You could excuse the missed opportunities and short-lived story if the rest was up to scratch, but we thought it was a bit hit and miss. There are a couple of nice puzzles in there, but most weren't utilised to their full potential and a lot of the challenges appeared without precedent and therefore felt a little vague and/or confusing. Sometimes puzzles or ideas were recycled to good effect, but for the most part we felt like Crytek missed the chance to flesh out the story with more meaningful challenges, and during the second half of the game they could have reused some of the ideas that they'd successfully introduced nearer the start.
On top of that, certain sections were hugely frustrating. There was one moment that almost ruined the game for us; while climbing (the mechanics associated with this are brilliant, it should be noted) we got to a point where we'd inadvertently gone in the wrong direction. Hanging there, knowing that we couldn't let go without dying, we got extremely frustrated and agitated that we couldn't work out what to do next. At other times we had to use a tool (that looks just like a Move controller, which makes us wonder why there isn't any Move controller support) to shift items around the world, which could at times be fiddly beyond belief.
There was a stealth section that had us cursing, and there were several passages of play that were too vague for their own good. Throw in some visual inconsistencies and a narrative that could have been much more exciting, and overall we were left feeling a little disappointed.
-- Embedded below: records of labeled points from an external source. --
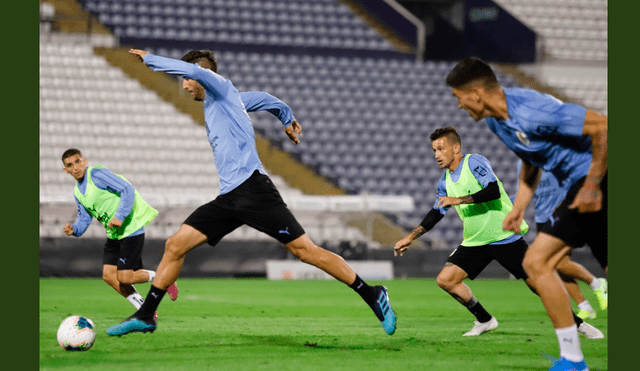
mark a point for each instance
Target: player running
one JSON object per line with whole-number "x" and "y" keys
{"x": 112, "y": 200}
{"x": 546, "y": 198}
{"x": 247, "y": 195}
{"x": 471, "y": 187}
{"x": 566, "y": 140}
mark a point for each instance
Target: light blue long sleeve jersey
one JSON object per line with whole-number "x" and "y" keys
{"x": 106, "y": 180}
{"x": 547, "y": 196}
{"x": 229, "y": 127}
{"x": 545, "y": 132}
{"x": 483, "y": 172}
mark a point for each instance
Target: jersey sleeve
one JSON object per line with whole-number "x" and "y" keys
{"x": 481, "y": 169}
{"x": 106, "y": 180}
{"x": 211, "y": 81}
{"x": 441, "y": 192}
{"x": 261, "y": 101}
{"x": 547, "y": 115}
{"x": 83, "y": 219}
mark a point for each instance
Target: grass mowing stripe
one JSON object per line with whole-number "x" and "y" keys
{"x": 255, "y": 324}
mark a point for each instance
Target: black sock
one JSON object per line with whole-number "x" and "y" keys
{"x": 367, "y": 292}
{"x": 151, "y": 302}
{"x": 577, "y": 319}
{"x": 477, "y": 310}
We wanted more of what worked (the puzzles where you take control of HIGS and reroute power are decent, you can order your pet dino around at certain points, and the climbing sections were good too), and a bit more story to get our teeth stuck into, but we simply didn't get it.
It's not a total write-off by any means. There's plenty of atmosphere, the voice acting is decent (although the script is a bit clunky in places) and some of the puzzle sections have merit. Still, there's not enough here to justify the premium pricing, and we can't help but think that there was more planned and things got scaled back along the way. Ultimately, Robinson: The Journey fails to build on its positive elements, and has a few too many rough edges to ignore.
Largely because of the setting we were excited about Crytek's PSVR debut before it crash landed on our PS4, but now that the dust has settled and the credits have rolled, we rather think that this was something we endured rather than enjoyed. This could (and perhaps should) have been the killer app that PlayStation VR wants and needs, but when it's all said and done this isn't much more than a missed opportunity that only hints at what it could have been.